How to evaluate Ordinal Regression


When working with ordinal regression models, a critical question often emerges: how do we properly evaluate their performance? Unlike classification or regression tasks, ordinal regression presents unique evaluation challenges that are frequently overlooked in practice.

Ordinal regression occupies a middle ground between classification and regression. The ordered nature of the categories (e.g., “poor” < “fair” < “good” < “excellent”) means that not all misclassifications are equal. Consider a movie rating prediction:

  • Predicting a 4-star movie as 5-star (off by 1) is less severe than
  • Predicting a 1-star movie as 5-star (off by 4)

Standard classification metrics like accuracy treat all errors equally, while regression metrics might impose inappropriate assumptions about the distances between ordinal levels.
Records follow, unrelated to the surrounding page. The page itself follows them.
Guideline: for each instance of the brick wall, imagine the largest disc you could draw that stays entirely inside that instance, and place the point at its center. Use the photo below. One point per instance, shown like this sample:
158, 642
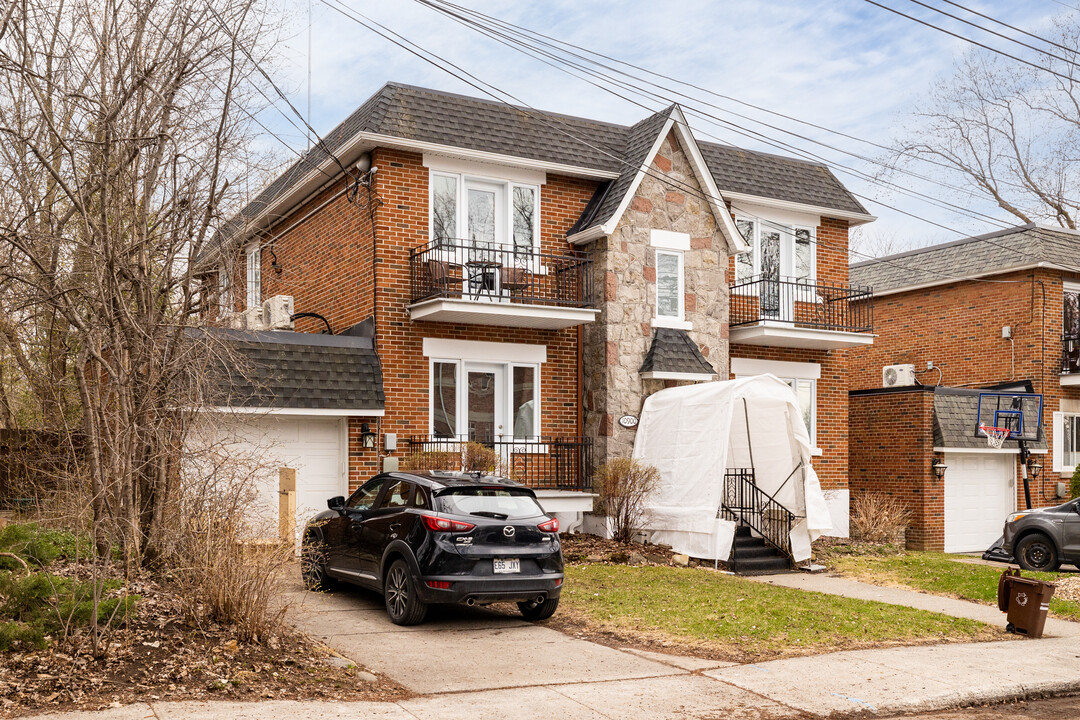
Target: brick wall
892, 452
327, 268
958, 327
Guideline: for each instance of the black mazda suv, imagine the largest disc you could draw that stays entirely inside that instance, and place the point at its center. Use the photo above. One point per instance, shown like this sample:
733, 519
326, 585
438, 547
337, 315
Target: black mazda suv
439, 538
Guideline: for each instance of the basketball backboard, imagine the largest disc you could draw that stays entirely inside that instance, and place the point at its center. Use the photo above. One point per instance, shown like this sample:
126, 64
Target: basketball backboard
1020, 412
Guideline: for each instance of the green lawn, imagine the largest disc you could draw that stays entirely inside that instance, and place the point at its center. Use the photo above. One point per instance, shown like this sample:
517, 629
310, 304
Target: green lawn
937, 573
741, 619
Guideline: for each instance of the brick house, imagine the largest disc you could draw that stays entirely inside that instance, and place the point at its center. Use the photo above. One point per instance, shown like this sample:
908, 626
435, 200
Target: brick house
527, 280
998, 310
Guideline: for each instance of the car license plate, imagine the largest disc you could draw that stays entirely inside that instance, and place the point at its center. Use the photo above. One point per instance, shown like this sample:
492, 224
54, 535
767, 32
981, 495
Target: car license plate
507, 565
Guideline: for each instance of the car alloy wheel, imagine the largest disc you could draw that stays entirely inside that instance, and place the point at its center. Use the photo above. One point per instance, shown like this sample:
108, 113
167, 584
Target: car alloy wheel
403, 603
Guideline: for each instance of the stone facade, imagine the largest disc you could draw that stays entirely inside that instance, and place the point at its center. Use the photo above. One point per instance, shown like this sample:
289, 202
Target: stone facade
617, 343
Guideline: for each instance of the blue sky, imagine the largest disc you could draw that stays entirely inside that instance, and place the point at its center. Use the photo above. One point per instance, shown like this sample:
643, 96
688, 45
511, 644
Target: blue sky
841, 64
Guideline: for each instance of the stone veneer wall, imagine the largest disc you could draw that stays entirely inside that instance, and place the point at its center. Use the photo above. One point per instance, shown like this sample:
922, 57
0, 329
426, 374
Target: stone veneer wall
617, 343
This fundamental mismatch creates a significant evaluation challenge.

Despite these challenges, proper evaluation of ordinal regression models is crucial for several reasons:

  1. Decision-making impact: In many domains (healthcare severity assessment, credit risk scoring, customer satisfaction), the ordered nature of outcomes directly impacts decision-making.

  2. Model selection: Without appropriate metrics, we risk selecting models that perform well on conventional metrics but poorly on the ordinal structure of the data.

  3. Interpretability: Stakeholders need to understand model performance in terms relevant to the ordinal nature of the problem.

So how should we approach this evaluation challenge? What metrics properly account for the ordinal structure while providing meaningful performance insights? The standard toolkit of classification and regression metrics falls short, requiring us to consider specialized approaches that respect the unique characteristics of ordinal data.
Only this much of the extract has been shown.